Allowing for stops at the bank in Kampala and in Iganga we arrived at the school 4 .5 hours later, not bad, around 2.45 pm on Friday.
The journey is unfailingly interesting. People are teeming everywhere, at no point in our entire journey was there any view without someone somewhere. It was either boys and girls collecting water in the ubiquitous yellow jerry cans, people walking along the road or just lazing around of which there were many but unsurprising considering the lack of employment, men in groups, children playing and motor cycles, matatus, cars, and lorries all powering along with great intent. This was a constant occurrence along the entire route. People, busy, vehicles, movement without hardly a breath.
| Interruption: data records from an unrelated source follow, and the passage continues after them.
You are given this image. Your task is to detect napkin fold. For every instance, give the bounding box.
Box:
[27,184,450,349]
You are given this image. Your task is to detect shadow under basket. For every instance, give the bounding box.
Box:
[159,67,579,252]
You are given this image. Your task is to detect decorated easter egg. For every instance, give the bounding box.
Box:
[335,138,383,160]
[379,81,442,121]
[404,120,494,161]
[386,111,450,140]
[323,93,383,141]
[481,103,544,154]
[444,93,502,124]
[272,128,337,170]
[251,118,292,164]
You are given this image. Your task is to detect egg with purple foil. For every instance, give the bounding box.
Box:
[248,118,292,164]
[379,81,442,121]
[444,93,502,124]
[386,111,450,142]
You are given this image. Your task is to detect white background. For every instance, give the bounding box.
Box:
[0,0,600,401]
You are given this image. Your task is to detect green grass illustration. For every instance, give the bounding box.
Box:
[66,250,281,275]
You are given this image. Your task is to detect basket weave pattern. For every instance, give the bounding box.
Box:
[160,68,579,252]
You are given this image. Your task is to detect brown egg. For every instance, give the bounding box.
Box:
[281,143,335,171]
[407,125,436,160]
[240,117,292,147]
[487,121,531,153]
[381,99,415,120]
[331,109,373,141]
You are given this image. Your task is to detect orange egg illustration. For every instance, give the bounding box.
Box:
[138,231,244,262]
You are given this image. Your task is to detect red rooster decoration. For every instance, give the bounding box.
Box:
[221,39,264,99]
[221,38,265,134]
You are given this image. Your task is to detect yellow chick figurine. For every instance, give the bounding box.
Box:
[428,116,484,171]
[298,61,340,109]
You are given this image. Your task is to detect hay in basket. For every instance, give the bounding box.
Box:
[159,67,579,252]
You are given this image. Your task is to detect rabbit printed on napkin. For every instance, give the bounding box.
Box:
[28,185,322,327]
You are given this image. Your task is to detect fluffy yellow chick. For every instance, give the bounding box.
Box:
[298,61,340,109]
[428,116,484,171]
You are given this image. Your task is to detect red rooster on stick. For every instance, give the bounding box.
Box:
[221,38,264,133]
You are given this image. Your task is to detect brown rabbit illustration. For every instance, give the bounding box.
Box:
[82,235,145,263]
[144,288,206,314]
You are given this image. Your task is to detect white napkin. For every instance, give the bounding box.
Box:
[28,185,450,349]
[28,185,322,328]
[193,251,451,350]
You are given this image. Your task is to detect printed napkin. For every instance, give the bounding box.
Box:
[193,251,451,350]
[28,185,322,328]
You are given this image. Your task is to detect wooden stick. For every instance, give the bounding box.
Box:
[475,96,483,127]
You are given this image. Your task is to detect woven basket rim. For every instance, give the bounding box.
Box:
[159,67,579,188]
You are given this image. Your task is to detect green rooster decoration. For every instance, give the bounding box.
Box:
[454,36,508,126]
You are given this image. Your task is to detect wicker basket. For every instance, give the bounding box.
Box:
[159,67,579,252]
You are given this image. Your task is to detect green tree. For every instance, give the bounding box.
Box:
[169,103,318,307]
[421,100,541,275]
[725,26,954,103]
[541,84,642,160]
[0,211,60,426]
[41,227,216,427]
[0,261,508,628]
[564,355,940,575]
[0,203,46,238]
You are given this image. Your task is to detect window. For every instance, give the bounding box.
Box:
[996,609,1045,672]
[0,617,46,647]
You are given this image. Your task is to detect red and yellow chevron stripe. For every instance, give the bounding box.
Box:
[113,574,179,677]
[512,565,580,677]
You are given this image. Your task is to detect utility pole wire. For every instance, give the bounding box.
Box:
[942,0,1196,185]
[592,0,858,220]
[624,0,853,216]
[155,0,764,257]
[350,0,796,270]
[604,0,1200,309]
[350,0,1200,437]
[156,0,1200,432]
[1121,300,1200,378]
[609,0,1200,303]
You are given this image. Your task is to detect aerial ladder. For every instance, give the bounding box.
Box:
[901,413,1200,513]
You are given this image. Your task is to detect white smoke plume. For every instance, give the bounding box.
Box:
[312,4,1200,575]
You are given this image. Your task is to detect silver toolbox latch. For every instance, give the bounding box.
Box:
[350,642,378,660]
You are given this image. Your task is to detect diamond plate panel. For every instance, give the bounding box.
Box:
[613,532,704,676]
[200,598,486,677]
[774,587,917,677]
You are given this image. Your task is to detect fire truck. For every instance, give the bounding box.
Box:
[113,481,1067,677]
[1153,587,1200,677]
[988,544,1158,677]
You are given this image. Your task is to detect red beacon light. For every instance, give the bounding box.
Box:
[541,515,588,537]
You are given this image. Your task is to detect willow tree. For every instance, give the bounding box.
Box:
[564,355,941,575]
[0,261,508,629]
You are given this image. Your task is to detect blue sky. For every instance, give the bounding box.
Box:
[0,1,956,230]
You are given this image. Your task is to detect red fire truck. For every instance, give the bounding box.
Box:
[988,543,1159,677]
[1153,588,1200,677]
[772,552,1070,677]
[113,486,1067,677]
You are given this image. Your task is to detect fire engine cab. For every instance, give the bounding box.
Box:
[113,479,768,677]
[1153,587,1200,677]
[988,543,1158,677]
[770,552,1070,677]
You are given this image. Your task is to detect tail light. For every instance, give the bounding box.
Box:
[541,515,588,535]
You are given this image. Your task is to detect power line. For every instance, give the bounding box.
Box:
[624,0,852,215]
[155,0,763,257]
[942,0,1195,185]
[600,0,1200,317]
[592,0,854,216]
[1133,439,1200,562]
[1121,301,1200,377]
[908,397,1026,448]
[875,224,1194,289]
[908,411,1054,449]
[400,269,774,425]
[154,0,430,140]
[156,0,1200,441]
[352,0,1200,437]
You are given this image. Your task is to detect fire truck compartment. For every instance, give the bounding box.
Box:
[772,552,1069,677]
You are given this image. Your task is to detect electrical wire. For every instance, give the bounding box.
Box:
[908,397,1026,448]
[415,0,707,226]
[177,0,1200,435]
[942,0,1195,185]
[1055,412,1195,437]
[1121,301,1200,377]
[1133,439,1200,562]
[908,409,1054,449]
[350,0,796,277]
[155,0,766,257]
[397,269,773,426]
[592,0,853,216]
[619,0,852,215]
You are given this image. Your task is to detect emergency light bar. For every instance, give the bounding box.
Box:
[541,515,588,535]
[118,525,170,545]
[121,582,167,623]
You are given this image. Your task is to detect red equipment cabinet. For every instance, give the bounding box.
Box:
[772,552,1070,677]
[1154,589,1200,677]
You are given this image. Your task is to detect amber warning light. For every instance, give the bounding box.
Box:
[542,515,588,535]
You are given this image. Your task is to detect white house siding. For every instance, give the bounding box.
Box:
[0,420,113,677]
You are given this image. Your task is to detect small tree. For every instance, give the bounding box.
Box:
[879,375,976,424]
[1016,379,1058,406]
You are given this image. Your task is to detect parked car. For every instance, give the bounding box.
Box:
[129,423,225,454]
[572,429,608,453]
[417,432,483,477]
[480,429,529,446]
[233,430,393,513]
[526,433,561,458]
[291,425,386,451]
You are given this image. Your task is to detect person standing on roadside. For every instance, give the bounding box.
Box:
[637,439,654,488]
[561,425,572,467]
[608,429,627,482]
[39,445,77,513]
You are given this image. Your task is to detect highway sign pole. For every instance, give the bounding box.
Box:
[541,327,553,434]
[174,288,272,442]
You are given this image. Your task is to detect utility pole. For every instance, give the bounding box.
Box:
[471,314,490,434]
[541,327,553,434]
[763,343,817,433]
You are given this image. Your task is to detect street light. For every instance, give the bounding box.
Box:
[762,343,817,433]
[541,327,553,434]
The countryside is green, mainly scrub but much sugar cane, some tea and a stretch of jungle – about 2 miles. The houses are mainly brick with corrugated iron roofs. The brick is baked from the local earth mixed with water and ones does see piles of these bricks and the kilns used to bake them. Most houses have a couple of rooms and outside long drop, some are made of wood and straw. A most noticeable feature is the absence of any roadside/street hoardings or billboards advertising anything other than cell phones, airtime, Coca cola and paint eg Sadolin and a few extolling the virtues of Nile beer. That is not to say we saw no advertising, quite the contrary, it is everywhere, everywhere but food is not advertised (no point, it is not available, people are poor and have no money anyway, and just everyone eats a diet of boiled or mashed maize or steamed bananas). There is no advertising using the human form either for this is an old and conservative society. No cigarette or billboards advertising spirits – no one smokes anywhere and when a teachers salary is 300,000Ug. shillings per month(£80) and a very small jar of coffee is 16900 Ug. sch (£4) one can understand the complete unaffordability of buying spirits- so there is no demand and no market.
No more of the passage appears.